Челябинскъ. 20-ое февраля 1905 г.

...Въ вашемъ поѣздѣ всего четверо военныхъ: два офицера, одинъ прапорщикъ запаса и одинъ генералъ, и какъ они всѣ, бѣдные, унылы и угнетены! Какая страшная разница съ настроеніемъ генерала и офицеровъ, ѣхавшихъ со мною годъ назадъ! Тогда -- бодрость и энергія, теперь -- какая то отчаянная безнадежность!

Генералъ все свободное отъ ѣды время спитъ и любятъ повторять, что это очень полезно -- урвать всякую минуту для сна, если она свободна. Когда я ему представился и спросилъ, куда онъ ѣдетъ, онъ заявилъ, что въ Мукденъ, и, несмотря на свой добродушный видъ, съ какимъ-то раздраженіемъ отчаянія прибавилъ:

-- Попадусь къ вамъ подъ ланцетъ, попадусь!-- какъ будто я подвелъ подъ него какія-то мины, и онъ, попавшись, имѣетъ только удовольствіе меня въ нихъ обличить.

Прапорщикъ запаса -- совершенно несчастный человѣкъ: служилъ, поддерживалъ старуху-мать и, кромѣ глубочайшаго отвращенія къ войнѣ, имѣетъ не менѣе глубокое убѣжденіе, что будетъ въ первомъ же бою убитъ. Онъ очень хорошо играетъ на роялѣ, но до того разстроенъ, что, поигравъ, выбѣгаетъ изъ вагона-ресторана, будучи не въ силахъ владѣть собой.

На какой-то станціи покупаю я открытки; ко мнѣ подходитъ офицеръ, идущій съ эшелономъ, нѣсколько навеселѣ, и спрашиваетъ:

-- На войну, докторъ, идете, или съ войны?

-- Я туда ѣду.

-- За нами, значитъ, -- мрачно протянулъ онъ, и я почувствовалъ въ его тонѣ тотъ же оттѣнокъ раздраженія и отчаянія, что и въ "ланцетѣ" генерала.
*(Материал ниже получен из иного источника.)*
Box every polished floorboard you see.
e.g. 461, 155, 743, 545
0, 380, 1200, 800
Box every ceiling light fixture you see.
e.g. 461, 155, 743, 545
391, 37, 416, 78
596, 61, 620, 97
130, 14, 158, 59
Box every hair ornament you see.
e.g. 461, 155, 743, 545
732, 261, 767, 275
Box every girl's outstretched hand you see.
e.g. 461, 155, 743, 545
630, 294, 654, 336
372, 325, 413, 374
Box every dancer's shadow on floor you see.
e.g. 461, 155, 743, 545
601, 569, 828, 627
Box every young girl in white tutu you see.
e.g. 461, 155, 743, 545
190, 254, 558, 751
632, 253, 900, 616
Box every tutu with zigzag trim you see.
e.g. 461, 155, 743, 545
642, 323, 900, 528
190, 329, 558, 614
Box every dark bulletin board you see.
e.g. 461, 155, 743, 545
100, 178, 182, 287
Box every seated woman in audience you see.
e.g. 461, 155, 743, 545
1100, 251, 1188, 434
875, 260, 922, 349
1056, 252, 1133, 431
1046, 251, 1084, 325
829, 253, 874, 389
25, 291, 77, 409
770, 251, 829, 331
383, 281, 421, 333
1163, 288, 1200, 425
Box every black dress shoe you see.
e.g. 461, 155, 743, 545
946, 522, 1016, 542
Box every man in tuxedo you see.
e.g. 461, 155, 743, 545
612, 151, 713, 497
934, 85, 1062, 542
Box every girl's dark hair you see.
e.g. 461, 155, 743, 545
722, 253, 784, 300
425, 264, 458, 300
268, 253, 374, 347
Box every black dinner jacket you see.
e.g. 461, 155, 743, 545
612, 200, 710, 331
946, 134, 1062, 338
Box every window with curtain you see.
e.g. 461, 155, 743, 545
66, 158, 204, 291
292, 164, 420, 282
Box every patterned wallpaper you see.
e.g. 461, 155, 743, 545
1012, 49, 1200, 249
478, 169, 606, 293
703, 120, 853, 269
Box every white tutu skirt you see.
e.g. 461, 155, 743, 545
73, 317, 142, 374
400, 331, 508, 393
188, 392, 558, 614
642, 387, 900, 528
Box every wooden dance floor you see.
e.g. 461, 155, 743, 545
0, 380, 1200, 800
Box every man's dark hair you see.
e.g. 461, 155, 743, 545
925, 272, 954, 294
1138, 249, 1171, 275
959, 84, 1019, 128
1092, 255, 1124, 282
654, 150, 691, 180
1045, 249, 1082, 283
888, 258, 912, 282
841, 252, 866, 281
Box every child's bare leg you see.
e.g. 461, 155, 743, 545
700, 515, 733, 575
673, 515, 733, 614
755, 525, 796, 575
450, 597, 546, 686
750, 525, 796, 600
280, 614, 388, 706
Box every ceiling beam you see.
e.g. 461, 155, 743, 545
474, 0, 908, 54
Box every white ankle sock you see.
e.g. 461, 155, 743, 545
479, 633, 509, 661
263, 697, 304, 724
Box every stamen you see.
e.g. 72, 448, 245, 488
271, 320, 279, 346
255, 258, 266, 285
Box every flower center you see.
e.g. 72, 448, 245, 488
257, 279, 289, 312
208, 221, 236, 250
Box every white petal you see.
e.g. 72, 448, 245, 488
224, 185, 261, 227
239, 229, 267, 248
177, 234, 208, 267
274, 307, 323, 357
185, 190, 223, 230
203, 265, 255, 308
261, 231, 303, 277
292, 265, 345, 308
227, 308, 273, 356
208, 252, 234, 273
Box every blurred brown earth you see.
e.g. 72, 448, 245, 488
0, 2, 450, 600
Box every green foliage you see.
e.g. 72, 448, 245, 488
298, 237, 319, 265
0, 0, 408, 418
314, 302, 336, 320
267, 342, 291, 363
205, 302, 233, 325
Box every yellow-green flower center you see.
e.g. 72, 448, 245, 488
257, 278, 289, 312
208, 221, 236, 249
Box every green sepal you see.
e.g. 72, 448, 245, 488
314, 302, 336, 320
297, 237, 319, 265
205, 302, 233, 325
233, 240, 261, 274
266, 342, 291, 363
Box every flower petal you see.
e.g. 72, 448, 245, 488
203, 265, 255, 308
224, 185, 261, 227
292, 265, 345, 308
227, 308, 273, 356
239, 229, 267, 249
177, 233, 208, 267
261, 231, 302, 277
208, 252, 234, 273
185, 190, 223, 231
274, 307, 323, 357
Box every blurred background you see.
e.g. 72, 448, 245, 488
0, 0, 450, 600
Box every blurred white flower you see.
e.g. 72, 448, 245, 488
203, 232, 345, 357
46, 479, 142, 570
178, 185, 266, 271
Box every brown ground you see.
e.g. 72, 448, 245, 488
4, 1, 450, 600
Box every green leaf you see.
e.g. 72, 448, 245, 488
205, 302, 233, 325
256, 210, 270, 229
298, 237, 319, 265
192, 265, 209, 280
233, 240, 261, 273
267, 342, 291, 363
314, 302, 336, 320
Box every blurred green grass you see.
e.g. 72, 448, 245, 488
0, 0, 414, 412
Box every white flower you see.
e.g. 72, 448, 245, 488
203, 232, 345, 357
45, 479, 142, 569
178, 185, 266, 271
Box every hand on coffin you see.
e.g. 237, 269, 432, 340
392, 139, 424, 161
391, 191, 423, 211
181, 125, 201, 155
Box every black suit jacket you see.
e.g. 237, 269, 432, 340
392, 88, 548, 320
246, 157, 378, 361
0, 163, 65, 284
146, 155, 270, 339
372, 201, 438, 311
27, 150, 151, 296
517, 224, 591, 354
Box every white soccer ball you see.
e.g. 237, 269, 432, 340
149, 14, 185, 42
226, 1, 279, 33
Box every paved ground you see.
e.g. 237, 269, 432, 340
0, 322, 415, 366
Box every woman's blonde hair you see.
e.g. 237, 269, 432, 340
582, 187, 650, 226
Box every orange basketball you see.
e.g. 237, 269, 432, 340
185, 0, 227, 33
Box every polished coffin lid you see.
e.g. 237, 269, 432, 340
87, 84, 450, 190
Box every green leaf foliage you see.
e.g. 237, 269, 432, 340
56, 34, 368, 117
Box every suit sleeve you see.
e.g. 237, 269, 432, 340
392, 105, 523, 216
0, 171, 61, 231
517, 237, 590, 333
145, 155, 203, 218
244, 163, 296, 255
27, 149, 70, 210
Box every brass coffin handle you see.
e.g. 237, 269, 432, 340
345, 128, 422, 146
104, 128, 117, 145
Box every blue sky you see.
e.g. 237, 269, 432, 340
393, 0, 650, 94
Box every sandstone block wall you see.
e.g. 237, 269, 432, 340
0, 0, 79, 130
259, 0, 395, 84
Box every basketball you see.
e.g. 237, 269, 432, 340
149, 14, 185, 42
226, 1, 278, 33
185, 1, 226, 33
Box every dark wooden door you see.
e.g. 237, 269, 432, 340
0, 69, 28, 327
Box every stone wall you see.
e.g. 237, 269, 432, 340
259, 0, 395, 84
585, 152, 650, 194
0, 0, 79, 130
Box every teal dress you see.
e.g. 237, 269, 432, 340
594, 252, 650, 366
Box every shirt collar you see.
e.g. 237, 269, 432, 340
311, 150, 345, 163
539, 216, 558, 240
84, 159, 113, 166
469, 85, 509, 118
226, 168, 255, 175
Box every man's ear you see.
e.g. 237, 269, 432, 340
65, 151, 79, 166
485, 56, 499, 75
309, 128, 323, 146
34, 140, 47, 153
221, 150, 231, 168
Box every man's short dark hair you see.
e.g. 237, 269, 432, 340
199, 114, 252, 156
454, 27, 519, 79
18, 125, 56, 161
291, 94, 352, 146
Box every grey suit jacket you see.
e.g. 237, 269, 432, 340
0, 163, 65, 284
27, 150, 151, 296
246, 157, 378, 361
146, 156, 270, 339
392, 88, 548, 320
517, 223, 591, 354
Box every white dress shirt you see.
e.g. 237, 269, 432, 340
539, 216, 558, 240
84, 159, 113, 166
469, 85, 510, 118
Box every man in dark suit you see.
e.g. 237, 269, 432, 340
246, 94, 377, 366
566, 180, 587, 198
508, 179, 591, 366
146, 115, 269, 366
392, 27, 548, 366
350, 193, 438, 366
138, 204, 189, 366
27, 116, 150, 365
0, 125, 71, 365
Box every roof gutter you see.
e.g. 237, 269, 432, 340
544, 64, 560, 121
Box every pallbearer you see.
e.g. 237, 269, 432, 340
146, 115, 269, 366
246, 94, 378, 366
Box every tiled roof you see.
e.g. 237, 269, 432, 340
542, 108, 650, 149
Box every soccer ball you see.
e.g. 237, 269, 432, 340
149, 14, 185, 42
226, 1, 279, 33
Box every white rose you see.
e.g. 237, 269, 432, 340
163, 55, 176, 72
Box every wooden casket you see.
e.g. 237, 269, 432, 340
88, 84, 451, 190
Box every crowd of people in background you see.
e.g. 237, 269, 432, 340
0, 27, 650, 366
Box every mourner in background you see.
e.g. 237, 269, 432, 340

По счастію, солдаты идутъ совершенно въ другомъ настроеніи -- молодцами, бодрые, всѣмъ довольные, объ одномъ только просятъ: "нельзя ли газетъ?" -- и расхватываютъ ихъ съ голодной жадностью и искренней благодарностью. Святые, вѣрующіе люди! Какъ же намъ-то не вѣрить?!

Чита. 1-ое марта 1905 г.

Сейчасъ прочелъ всѣ послѣднія телеграммы о паденіи Мукдена и объ ужасномъ отступленіи нашемъ къ Телину. Не могу передать тебѣ своихъ ощущеній... Просто стонъ, громкій стонъ вырвался у меня изъ груди, и отчаяніе охватываетъ меня. Нѣтъ, рѣшительно чего-то намъ не хватаетъ, чего-то у насъ недостаетъ: у японцевъ, оказывается, и планы лучше, и силы больше, и стойкость -- тоже. Отчаяніе и безнадежность охватываютъ душу... что-то будетъ теперь у насъ въ Россіи... Бѣдная, бѣдная родина!!

Харбинъ. 8-ое марта.

Какъ не хочется я трудно описать то, что я здѣсь засталъ, пріѣхавъ послѣ мукденскаго боя! Напишу тебѣ объ этомъ когда-нибудь потомъ, когда пройдетъ острая боль, всѣми этими событіями причиняемая. Видно, велики силы Россіи, что ей посылаются такія испытанія.

Не хочется писать всего, что слышишь, потому что все равно -- съ чужихъ словъ, и слишкомъ тяжело на этомъ останавливаться...

Гунчжулинъ. 16-ое марта.

Куропаткинъ снова командуетъ своей 1-ой арміей, ставъ въ подчиненіе тѣмъ, надъ кѣмъ прежде начальствовалъ.

Рѣдко можетъ рѣзче обрисоваться все ничтожество земныхъ благъ: данныя людьми, они такъ же условны и недолговѣчны, какъ и сами люди. А какъ увлекаются ими многіе, постоянно забывая эту аксіому, и какъ часто, добравшись, напримѣръ, до власти, начинаютъ мнить себя и безсмертными, и непогрѣшимыми! Другого безсмертія имъ не нужно, законы Бога они уже давно отклонили, какъ неудобные и несвоевременные, все благополучіе свое они строятъ на людяхъ, и какимъ прочнымъ кажется имъ ихъ зданіе, а вдругъ... Сегодня -- ты, а завтра -- я! Разумѣется, все это разсужденіе -- характера чисто академическаго.